Bioframe is consistently the slowest library, falling 5-50x behind polars-bio depending on the operation and dataset size.
For the new operations (coverage, cluster, complement, merge, subtract), polars-bio leads across the board with PyRanges1 a respectable second (0.23-0.61x relative to polars-bio on the large dataset).

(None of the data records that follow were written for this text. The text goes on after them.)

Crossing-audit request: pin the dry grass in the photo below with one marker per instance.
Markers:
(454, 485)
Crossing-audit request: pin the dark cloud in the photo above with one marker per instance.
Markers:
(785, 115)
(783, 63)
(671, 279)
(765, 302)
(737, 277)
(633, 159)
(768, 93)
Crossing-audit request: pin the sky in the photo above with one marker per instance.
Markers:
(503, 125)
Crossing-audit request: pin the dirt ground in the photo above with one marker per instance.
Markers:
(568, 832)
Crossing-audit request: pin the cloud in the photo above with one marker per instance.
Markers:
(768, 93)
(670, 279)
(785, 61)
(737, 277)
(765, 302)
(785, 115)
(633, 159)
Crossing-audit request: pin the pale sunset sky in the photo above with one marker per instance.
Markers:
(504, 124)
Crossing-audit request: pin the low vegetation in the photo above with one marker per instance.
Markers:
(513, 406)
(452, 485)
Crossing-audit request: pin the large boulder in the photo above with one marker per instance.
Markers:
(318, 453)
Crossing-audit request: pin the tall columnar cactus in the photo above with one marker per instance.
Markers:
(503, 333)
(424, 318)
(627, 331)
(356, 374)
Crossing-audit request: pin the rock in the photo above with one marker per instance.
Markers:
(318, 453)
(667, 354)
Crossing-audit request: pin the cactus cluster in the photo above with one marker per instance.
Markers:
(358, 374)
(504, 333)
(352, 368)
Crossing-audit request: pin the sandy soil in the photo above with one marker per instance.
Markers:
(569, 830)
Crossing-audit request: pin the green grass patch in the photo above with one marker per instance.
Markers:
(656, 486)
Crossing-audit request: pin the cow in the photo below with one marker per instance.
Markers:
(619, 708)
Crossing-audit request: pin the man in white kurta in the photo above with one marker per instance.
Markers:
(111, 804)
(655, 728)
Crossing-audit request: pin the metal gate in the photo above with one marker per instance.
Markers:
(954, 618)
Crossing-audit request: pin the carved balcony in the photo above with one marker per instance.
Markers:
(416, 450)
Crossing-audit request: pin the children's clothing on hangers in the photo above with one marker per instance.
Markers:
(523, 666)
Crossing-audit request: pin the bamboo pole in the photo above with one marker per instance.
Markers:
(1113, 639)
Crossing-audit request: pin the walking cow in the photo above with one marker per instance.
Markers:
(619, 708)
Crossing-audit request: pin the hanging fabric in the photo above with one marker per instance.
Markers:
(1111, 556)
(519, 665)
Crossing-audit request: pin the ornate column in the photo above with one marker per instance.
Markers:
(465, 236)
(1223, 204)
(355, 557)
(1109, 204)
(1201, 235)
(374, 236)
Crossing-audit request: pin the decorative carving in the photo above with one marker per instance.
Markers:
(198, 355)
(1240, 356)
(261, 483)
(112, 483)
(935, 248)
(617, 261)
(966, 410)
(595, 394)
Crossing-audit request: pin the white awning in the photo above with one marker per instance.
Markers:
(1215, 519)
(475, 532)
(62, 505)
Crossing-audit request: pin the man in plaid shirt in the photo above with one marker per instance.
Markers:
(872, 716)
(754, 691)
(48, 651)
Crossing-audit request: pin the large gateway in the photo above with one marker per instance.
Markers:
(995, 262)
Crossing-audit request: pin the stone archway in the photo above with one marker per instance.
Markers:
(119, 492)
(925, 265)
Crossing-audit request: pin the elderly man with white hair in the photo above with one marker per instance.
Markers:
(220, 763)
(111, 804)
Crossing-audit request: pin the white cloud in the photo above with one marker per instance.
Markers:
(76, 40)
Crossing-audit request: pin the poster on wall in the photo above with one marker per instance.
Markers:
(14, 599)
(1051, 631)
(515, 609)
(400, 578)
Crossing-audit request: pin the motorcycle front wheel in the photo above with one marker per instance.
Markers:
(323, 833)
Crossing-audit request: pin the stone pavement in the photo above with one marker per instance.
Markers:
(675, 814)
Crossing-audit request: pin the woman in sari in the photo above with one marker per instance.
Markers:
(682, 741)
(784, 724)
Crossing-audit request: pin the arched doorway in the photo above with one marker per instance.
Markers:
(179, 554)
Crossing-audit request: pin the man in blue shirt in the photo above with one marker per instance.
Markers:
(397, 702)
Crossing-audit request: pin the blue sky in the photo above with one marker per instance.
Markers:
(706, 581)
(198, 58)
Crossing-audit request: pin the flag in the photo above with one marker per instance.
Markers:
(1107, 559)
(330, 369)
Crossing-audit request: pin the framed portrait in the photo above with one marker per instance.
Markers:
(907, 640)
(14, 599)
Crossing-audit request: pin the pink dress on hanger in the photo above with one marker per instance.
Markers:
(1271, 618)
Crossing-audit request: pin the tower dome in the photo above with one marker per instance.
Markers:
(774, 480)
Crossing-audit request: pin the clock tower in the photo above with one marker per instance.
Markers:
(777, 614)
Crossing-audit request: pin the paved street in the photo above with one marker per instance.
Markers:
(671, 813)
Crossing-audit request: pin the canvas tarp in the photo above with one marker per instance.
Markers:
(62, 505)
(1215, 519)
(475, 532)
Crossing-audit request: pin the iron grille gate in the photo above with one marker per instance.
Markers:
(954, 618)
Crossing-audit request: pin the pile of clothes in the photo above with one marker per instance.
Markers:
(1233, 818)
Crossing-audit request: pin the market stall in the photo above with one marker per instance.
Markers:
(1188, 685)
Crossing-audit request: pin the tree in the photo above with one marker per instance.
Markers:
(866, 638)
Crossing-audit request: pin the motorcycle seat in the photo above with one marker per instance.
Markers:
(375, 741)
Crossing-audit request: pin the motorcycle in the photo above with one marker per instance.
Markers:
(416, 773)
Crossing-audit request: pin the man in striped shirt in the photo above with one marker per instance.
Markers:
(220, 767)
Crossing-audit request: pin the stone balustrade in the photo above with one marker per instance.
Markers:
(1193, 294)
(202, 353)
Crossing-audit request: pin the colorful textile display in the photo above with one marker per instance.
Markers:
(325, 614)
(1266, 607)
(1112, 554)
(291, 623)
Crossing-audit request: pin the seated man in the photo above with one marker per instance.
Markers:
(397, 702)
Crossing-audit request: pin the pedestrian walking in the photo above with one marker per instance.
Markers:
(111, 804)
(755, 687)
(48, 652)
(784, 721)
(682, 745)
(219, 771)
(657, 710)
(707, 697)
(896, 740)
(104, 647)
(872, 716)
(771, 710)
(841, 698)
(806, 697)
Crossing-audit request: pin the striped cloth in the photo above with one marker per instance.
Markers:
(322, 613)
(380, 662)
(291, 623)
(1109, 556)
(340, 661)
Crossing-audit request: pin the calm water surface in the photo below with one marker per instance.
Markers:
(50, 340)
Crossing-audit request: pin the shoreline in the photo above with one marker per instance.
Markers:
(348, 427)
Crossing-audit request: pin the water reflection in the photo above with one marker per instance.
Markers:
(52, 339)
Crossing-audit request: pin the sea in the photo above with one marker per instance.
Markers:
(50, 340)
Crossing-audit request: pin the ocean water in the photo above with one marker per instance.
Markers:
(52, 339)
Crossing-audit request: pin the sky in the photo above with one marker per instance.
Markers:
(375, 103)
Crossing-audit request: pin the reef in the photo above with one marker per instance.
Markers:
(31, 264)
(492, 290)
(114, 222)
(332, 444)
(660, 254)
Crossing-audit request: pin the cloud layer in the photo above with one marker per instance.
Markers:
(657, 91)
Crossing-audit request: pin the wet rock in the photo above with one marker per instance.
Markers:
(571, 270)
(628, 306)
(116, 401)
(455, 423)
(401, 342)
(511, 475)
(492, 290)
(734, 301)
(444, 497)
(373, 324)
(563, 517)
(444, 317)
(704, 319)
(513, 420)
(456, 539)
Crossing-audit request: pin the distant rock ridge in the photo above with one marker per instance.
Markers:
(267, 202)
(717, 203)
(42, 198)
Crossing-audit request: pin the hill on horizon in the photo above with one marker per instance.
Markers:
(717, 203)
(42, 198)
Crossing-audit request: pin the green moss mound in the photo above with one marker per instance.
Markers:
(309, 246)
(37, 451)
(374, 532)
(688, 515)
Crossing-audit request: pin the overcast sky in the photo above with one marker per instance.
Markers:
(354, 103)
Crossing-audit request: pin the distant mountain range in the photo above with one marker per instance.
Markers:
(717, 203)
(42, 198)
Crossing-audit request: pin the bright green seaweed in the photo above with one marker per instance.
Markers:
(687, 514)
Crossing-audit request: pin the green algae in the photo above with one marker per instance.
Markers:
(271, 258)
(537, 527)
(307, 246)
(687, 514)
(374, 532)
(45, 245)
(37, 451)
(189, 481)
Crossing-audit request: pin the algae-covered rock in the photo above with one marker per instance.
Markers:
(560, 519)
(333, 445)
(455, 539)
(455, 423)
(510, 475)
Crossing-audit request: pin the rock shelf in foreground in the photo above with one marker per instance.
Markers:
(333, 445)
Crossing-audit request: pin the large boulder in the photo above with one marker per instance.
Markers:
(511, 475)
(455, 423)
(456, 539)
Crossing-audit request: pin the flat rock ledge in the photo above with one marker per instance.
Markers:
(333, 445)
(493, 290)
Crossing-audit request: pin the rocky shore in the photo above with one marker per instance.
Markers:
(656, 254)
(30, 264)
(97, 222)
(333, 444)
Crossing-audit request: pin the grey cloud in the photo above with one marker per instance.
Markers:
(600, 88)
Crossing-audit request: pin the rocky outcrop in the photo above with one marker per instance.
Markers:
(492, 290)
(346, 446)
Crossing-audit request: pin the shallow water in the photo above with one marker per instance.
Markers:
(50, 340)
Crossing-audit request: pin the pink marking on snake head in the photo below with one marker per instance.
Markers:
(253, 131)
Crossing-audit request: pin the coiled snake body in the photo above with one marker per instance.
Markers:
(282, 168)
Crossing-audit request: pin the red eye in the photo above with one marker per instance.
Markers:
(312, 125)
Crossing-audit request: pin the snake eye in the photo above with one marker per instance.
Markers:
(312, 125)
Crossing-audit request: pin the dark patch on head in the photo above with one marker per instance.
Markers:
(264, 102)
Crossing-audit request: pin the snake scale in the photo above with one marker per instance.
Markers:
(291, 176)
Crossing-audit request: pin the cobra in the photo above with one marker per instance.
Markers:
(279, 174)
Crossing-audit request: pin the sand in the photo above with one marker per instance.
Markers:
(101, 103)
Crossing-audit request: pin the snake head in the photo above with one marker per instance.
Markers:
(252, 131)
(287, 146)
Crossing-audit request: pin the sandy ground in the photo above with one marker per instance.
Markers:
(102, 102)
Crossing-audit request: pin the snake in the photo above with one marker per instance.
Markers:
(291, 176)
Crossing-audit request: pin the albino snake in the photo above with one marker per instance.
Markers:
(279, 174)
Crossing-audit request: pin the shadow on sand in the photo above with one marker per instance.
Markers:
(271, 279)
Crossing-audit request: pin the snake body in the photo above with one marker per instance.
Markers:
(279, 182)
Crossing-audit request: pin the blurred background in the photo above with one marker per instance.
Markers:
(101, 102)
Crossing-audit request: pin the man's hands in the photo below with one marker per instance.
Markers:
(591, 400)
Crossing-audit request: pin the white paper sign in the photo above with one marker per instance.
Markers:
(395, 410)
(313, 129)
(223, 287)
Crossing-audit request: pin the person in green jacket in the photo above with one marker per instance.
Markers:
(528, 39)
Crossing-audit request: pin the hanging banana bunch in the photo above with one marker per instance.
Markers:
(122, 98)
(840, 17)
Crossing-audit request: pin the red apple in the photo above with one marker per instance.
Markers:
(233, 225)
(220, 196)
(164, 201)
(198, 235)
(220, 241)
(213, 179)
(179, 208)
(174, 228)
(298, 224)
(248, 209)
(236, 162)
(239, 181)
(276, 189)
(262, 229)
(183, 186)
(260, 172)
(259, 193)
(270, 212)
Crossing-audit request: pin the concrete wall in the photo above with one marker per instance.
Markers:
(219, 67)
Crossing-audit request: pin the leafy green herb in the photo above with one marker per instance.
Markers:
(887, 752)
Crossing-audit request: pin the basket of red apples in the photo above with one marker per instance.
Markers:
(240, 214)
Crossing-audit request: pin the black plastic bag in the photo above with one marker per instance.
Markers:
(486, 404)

Summary — dataset 8-7 speedup relative to polars-bio (higher is better for polars-bio):

Operation	polars-bio	PyRanges1	GenomicRanges	Bioframe
overlap	1.00x	0.18x	0.73x	0.13x
nearest	1.00x	0.06x	1.63x	0.04x
count_overlaps	1.00x	0.24x	0.19x	0.02x
coverage	1.00x	--	0.36x	0.05x
cluster	1.00x	0.61x	--	0.20x
complement	1.00x	0.53x	0.02x	0.06x
merge	1.00x	0.51x	0.02x	0.12x
subtract	1.00x	0.23x	--	0.05x

Thread scalability (dataset 8-7)

One of polars-bio's key advantages is transparent multithreaded execution. The table below shows wall-clock times for all eight operations on the large dataset (8-7) as thread count increases:

Operation	1 thread	8 threads	Speedup
overlap	4.03s	0.74s	5.43x
nearest	2.55s	0.44s	5.77x
count_overlaps	1.55s	0.27s	5.75x
coverage	1.20s	0.22s	5.48x
subtract	1.15s	0.17s	6.59x
merge	0.29s	0.05s	5.34x
complement	0.29s	0.06s	4.99x
cluster	0.48s	0.15s	3.27x

Key takeaways:

Most operations achieve near-linear scaling, with 5-6x speedup at 8 threads.
subtract scales best at 6.59x, while cluster shows more modest scaling (3.27x) — expected, as clustering is inherently sequential within each chromosome.
At 8 threads, overlap on 307M result pairs completes in just 0.74 seconds.

Summary

polars-bio is the fastest single-threaded library for 7 out of 8 operations at scale, with speedups ranging from 1.5x to 25x over alternatives.
GenomicRanges wins the nearest operation and leads on small datasets, making it a solid choice when input sizes are modest.
polars-bio delivers excellent thread scaling (5-6x at 8 threads), turning already-fast single-threaded times into sub-second performance on large datasets.
PyRanges1, despite its recent preprint claiming "ultrafast" performance, is slower than polars-bio in every operation tested on large datasets (0.06-0.61x). While it is a solid improvement over its predecessor, the "ultrafast" characterization does not hold when compared against polars-bio's DataFusion-based engine.
Bioframe is consistently the slowest across all operations and dataset sizes.
The expanded eight-operation benchmark confirms that polars-bio's advantage extends beyond overlap and nearest to all standard range operation categories — coverage, cluster, complement, merge, and subtract.

All benchmark code, raw results, and additional figures are available at polars-bio-bench.